Starting with a Sample Python UDF

Suppose we have a sample Python UDF named Treemap Visualizer, as presented below:

The UDF takes a CSV file as its input. For this example, we use a dataset of geo-location information of tweets. A sample of the dataset is shown below:

The Treemap Visualizer UDF takes the CSV file as a table (using the Table API) and outputs an HTML page that contains a treemap figure. The HTML page will be consumed by the HTML visualizer operator, and the View Result operator eventually displays the figure in the browser. The visualization is presented below:

Now, let's take a closer look at the Treemap Visualizer UDF. As shown in the following code block, the UDF contains 3 steps:

from pytexera import *

import plotly.express as px
import plotly.io
import plotly
import numpy as np


class ProcessTableOperator(UDFTableOperator):

    @overrides
    def process_table(self, table: Table, port: int) -> Iterator[Optional[TableLike]]:
        table = table.groupby(['geo_tag.countyName','geo_tag.stateName']).size().reset_index(name='counts')
        #print(table)
        fig = px.treemap(table, path=['geo_tag.stateName','geo_tag.countyName'], values='counts',
                         color='counts', hover_data=['geo_tag.countyName','geo_tag.stateName'],
                         color_continuous_scale='RdBu',
                         color_continuous_midpoint=np.average(table['counts'], weights=table['counts']))
        fig.update_layout(margin=dict(t=50, l=25, r=25, b=25))
        html = plotly.io.to_html(fig, include_plotlyjs='cdn', auto_play=False)
        yield {'html': html}
  1. It first performs an aggregation with a groupby to calculate the number of geo_tags of each US state.
  2. Then it invokes the Plotly library to create a treemap figure based on the aggregated dataset.
  3. Lastly, it converts the treemap figure object into an HTML string, by invoking the to_html function in the Plotly library, and yields it as the output.

Convert the UDF into a Python Native Operator

Next we convert the Treemap Visualizer UDF into a native operator. As described in thepage for Java native operator, a native operator requires the definitions of a descriptor (Desc), an executor (Exec), and a configuration (OpConfig). A Python native operator also requires these definitions, with some unique tweaks. We use the Treemap Visualization operator as an example to elaborate the differences:

Operator Descriptor (Desc)

  • Operator infomation The operator information is the same as a Java native operator, which contains the name, description, group, input port, and output port information.

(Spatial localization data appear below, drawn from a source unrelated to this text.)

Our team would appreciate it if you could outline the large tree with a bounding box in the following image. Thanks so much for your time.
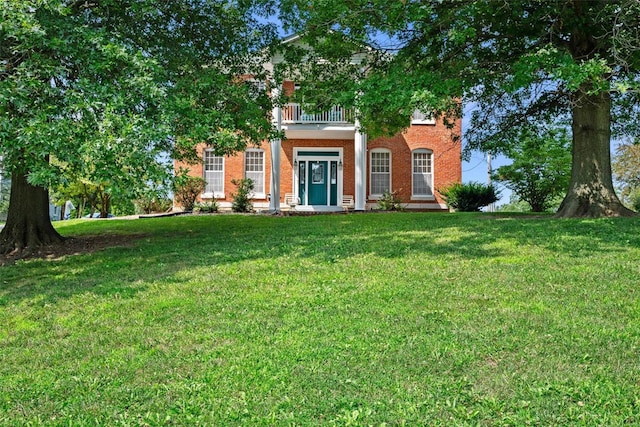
[0,0,276,254]
[278,0,640,217]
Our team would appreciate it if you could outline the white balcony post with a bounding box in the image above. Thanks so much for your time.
[269,86,282,213]
[354,119,367,211]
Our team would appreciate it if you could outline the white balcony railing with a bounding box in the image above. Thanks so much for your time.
[282,104,353,124]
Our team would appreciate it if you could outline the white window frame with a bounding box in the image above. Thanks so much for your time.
[369,148,392,199]
[246,79,266,97]
[411,109,436,125]
[203,149,225,199]
[412,149,434,199]
[244,149,265,199]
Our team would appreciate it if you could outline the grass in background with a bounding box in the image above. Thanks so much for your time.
[1,212,639,425]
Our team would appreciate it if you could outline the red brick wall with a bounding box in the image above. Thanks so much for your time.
[367,119,461,206]
[174,141,273,204]
[175,119,461,209]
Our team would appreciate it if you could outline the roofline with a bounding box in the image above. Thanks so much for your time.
[281,33,302,44]
[279,31,375,52]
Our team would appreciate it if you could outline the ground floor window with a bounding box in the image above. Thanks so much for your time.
[412,149,433,197]
[203,149,224,198]
[370,149,391,197]
[244,149,265,198]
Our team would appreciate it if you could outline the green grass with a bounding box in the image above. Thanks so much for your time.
[1,212,639,426]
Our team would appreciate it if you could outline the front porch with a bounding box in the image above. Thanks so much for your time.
[269,103,367,213]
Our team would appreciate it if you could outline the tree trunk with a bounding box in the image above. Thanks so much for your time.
[99,190,111,218]
[0,171,64,254]
[556,88,635,218]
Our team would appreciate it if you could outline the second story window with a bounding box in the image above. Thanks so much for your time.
[246,80,266,99]
[411,110,436,125]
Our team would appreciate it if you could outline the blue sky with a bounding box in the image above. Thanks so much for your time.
[460,110,513,206]
[462,150,513,208]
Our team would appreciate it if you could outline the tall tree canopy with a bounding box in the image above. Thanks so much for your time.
[278,0,640,217]
[0,0,277,253]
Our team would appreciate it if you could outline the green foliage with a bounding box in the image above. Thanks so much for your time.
[51,179,118,219]
[498,194,563,213]
[376,189,404,211]
[630,190,640,212]
[110,199,136,217]
[496,198,531,213]
[279,0,640,216]
[1,1,277,181]
[194,200,219,214]
[492,126,572,212]
[2,213,640,424]
[134,191,172,215]
[231,178,254,213]
[281,0,640,143]
[440,182,500,212]
[0,0,278,246]
[173,174,206,212]
[613,141,640,209]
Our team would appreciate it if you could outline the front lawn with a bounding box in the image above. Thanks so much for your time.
[1,213,639,425]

  • Extending interface Instead of implementing the OperatorDescriptor interface, a Python native operator implements the PythonOperatorDescriptor interface with overriding the generatePythonCode method. Our example is a VisualizationOperator, and we need to extend it as well.

  • Python content The generatePythonCode method returns the actual Python code as a string, as shown below:

    wiki drawio (3)

    Now, let's compare the code in the PythonUDF with what we write in the descriptor. As we can see, both are responsible for generating the treemap figure and converting it into an HTML page. Additionally, we've included null-value handling and error alerts to make the operator more comprehensive.

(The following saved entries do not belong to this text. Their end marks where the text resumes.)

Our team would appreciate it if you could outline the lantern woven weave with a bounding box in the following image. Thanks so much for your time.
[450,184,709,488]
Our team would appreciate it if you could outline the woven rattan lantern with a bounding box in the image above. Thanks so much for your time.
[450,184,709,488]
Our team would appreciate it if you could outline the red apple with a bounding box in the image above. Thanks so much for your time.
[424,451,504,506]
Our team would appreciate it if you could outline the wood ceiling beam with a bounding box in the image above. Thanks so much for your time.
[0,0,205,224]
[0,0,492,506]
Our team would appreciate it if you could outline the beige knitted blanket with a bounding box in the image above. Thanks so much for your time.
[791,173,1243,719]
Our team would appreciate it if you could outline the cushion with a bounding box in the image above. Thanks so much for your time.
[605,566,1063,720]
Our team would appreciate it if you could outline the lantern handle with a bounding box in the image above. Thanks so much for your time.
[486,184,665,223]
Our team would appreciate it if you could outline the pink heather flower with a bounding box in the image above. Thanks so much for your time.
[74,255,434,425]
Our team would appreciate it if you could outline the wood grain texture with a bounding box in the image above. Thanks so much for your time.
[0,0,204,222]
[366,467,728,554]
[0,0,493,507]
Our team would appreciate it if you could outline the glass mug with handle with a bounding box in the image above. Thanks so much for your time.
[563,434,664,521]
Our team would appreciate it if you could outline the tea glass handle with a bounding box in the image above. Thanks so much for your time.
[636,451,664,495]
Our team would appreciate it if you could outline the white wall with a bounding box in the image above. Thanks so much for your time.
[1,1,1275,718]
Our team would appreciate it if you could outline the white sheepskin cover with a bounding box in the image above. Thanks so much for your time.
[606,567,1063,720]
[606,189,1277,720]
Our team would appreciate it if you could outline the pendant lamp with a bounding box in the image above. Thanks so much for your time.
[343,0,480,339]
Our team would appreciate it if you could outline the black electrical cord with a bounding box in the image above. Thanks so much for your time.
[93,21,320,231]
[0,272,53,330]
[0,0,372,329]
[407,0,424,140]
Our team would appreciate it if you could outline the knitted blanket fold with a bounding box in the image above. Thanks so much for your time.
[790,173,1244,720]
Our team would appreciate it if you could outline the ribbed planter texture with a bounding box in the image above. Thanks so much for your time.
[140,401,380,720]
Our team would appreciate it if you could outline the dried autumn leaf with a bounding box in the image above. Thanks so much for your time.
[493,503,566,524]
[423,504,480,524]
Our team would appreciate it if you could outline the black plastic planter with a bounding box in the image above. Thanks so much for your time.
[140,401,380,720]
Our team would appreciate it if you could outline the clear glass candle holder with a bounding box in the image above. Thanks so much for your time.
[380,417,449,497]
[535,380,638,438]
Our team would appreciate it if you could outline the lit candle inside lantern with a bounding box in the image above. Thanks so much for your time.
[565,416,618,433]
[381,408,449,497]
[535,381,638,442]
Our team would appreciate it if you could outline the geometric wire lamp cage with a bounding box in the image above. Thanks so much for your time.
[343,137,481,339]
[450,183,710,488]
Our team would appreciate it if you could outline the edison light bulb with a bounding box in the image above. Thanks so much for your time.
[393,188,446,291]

  • Output schema The Python UDF needs to define the output Schema in the property editor, while for native operators the output Schema is defined by implementing getOutputSchema. To do so, we use a Schema builder and add the output schema with the attribute name “html-content”.

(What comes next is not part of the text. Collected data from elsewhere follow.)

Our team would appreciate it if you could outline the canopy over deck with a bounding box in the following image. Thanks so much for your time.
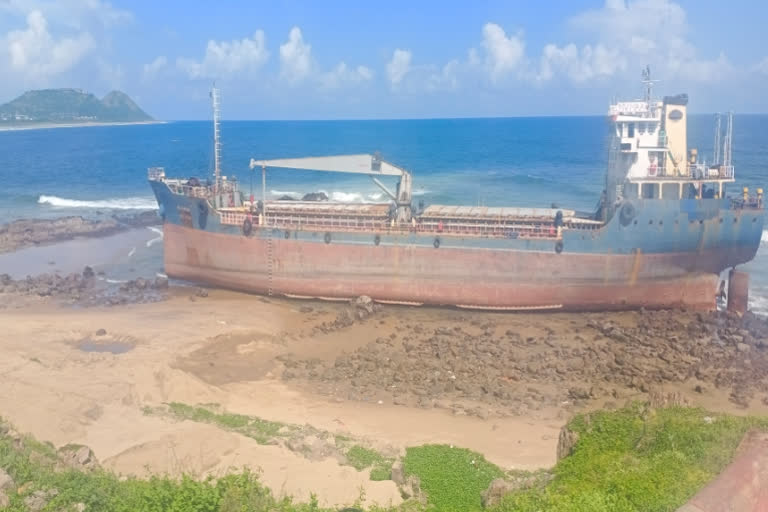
[250,153,414,222]
[249,154,407,177]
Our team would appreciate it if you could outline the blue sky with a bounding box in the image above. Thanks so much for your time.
[1,0,767,119]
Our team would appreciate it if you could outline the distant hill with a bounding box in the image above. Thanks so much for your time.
[0,89,153,123]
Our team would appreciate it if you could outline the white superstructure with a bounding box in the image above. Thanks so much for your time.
[608,67,735,200]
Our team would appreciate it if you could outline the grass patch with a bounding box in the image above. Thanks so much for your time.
[492,404,768,512]
[346,445,394,481]
[403,444,504,512]
[148,403,394,481]
[0,417,402,512]
[154,402,291,445]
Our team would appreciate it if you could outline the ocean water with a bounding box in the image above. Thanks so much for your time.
[0,116,766,311]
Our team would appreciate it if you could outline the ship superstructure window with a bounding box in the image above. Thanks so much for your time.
[628,123,635,138]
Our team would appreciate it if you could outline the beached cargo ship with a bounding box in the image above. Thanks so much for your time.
[149,70,764,311]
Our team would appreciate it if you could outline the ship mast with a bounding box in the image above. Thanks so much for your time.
[723,111,733,168]
[713,113,722,165]
[211,84,222,191]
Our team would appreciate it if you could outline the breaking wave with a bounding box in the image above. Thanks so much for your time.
[270,190,300,197]
[146,226,163,247]
[269,188,391,203]
[38,195,157,210]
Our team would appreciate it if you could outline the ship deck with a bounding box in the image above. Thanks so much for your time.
[217,201,603,240]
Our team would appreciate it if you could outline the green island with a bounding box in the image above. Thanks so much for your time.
[1,402,765,512]
[0,89,153,126]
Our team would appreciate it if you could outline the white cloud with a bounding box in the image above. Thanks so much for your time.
[319,62,373,89]
[177,31,269,79]
[481,23,525,80]
[753,57,768,75]
[427,59,460,91]
[98,59,123,88]
[386,49,411,86]
[565,0,729,82]
[536,43,626,82]
[143,56,167,80]
[279,27,312,83]
[0,0,133,29]
[4,10,95,80]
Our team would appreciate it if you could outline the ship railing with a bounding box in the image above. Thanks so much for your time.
[166,182,212,199]
[147,167,166,181]
[638,165,735,180]
[217,210,601,239]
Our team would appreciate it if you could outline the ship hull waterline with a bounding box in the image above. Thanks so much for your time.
[161,223,737,312]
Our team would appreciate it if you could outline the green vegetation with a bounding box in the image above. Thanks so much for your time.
[157,402,288,445]
[0,88,153,123]
[345,445,394,481]
[3,404,765,511]
[489,404,768,512]
[403,444,504,512]
[146,403,394,480]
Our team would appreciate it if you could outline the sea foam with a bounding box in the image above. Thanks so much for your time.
[38,195,157,210]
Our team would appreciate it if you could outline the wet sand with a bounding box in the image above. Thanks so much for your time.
[1,282,767,506]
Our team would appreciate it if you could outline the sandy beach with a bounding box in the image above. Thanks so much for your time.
[0,120,167,132]
[2,267,768,506]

    override def getOutputSchema(schemas: Array[Schema]): Schema = {
            Schema.newBuilder.add(new Attribute("html-content", AttributeType.STRING)).build
          }
    
  • Chart type Since this operator is a visualization operator, we need to register its chart type as a HTML_VIZ.

    override def chartType(): String = VisualizationConstants.HTML_VIZ
    

Executor (Exec)

In all Python native operators, the executor is simply the PythonUDFExecutor.

Operator Configuration

In a Python native operator, it shares the same configuration as a Java native operator.

Registration

It has the same process as a Java native operator.

Test

After following all the steps above, you should be able to drag and drop the operator into the canvas. During the execution, the operator will output the expected result.